Su moral y la nuestra
Su moral y la nuestra El partido de Zenzinov mismo desarrolló, hace años, un trabajo ilegal contra el zarismo y más tarde contra el bolchevismo. En ambos casos, se sirvió de astucias, de estratagemas, de falsos pasaportes y de otras formas de "disimulo de la verdad". Todos esos medios fueron considerados por él no sólo "éticos", sino hasta heroicos, puesto que correspondían a los fines políticos de la democracia pequeño-burguesa. La situación, sin embargo, cambia tan pronto como los revolucionarios proletarios se ven obligados a recurrir a medidas conspirativas contra la democracia pequeño-burguesa. ¡La clave de la moral de esos señores, como se ve, tiene carácter de clase!
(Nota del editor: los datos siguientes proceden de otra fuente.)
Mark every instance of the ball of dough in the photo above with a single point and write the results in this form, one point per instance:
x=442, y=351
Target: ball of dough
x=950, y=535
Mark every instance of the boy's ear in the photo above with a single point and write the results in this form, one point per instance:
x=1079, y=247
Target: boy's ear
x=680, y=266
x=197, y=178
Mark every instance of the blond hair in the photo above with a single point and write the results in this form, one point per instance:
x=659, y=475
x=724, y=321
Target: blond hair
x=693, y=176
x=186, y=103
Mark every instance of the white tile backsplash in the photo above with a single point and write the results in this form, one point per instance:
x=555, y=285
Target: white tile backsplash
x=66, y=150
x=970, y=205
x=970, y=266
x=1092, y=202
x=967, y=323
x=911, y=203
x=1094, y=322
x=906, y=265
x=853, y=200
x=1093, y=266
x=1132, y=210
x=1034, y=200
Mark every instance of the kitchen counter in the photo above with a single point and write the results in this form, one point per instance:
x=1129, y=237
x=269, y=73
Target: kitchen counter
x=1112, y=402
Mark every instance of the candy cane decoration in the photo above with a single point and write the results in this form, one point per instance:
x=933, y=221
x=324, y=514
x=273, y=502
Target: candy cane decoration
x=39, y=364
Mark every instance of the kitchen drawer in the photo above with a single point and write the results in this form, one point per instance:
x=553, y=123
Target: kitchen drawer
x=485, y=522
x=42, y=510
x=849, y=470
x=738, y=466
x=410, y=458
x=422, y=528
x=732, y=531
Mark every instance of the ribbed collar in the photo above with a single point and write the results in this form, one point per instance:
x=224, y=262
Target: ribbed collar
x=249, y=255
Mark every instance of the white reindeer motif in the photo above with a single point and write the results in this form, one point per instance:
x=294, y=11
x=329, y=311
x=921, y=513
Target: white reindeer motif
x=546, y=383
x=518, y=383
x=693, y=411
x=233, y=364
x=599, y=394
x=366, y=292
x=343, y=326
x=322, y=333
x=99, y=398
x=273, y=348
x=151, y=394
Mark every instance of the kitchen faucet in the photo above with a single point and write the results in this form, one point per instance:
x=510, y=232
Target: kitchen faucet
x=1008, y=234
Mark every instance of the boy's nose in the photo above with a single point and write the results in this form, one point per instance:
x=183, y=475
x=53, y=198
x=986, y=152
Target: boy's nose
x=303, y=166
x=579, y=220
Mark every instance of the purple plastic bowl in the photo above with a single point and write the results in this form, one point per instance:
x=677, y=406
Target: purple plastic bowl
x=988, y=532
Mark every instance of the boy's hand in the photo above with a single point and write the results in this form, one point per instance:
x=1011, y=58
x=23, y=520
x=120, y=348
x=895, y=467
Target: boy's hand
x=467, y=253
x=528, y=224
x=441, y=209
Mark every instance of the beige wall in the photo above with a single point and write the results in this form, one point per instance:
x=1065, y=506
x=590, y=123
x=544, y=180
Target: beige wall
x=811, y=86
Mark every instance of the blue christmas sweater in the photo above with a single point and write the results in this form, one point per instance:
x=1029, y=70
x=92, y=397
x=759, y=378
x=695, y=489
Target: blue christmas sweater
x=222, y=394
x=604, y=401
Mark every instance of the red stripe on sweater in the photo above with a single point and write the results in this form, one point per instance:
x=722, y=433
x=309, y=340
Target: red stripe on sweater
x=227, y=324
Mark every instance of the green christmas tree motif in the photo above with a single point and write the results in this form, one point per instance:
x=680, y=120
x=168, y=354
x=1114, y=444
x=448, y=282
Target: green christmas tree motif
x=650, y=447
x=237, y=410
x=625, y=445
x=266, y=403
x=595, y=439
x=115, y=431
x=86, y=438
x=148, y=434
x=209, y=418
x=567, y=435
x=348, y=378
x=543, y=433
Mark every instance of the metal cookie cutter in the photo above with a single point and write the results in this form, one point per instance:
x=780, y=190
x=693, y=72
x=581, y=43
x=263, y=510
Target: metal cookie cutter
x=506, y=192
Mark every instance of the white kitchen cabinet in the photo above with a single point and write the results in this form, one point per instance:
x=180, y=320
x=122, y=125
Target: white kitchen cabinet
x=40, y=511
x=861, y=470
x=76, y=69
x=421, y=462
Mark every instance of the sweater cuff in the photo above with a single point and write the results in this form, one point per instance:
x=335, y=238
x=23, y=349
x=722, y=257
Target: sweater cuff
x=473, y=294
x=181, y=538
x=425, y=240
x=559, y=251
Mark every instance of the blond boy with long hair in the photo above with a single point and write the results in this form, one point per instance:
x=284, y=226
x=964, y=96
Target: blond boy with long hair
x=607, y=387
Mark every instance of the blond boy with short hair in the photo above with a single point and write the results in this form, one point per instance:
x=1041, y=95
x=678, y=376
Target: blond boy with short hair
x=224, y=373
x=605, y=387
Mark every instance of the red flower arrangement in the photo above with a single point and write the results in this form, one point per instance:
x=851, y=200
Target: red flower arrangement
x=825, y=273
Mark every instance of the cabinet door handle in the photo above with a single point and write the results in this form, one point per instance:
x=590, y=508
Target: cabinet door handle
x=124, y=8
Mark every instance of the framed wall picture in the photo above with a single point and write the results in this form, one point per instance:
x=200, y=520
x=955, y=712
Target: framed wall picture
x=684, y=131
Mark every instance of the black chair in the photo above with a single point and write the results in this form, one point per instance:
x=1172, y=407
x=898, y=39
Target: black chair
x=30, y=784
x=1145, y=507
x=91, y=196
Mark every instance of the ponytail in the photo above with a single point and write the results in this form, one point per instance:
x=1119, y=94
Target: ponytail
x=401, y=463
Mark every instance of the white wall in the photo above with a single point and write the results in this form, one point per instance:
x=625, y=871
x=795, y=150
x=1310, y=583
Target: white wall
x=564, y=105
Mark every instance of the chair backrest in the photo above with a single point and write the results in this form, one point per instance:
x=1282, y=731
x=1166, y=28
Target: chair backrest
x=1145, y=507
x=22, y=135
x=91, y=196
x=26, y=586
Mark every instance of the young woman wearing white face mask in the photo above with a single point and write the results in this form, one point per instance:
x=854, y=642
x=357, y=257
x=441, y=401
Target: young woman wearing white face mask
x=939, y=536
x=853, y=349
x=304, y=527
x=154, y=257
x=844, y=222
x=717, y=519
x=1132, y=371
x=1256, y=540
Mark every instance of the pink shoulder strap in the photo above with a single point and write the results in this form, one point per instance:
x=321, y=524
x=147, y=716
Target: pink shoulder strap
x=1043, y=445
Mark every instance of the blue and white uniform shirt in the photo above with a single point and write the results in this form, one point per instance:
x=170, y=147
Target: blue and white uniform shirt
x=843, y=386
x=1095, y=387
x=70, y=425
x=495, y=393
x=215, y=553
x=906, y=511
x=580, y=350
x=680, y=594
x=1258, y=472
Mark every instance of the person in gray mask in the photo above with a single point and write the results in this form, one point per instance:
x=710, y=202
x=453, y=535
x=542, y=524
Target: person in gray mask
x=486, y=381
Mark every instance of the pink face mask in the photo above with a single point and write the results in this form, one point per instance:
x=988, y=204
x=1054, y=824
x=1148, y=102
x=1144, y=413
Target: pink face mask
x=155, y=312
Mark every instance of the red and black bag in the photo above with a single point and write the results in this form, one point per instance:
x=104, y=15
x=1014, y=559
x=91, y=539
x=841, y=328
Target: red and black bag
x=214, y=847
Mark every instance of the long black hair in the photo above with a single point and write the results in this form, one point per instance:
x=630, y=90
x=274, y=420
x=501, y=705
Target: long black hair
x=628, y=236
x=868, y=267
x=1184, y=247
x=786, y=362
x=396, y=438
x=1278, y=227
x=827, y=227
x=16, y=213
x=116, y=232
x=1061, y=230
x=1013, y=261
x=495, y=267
El "amoralista" Lenin recomienda abiertamente, en la prensa, servirse de astucias de guerra para con los líderes que traicionan a los obreros. El moralista Zenzinov trunca deliberadamente una cita por sus dos extremos, a fin de engañar a sus lectores: el detractor ético ha sabido ser, como de costumbre, un bribón ruin. ¡No inútilmente gustaba Lenin repetir que es terriblemente difícil ir contra un adversario de buena fe!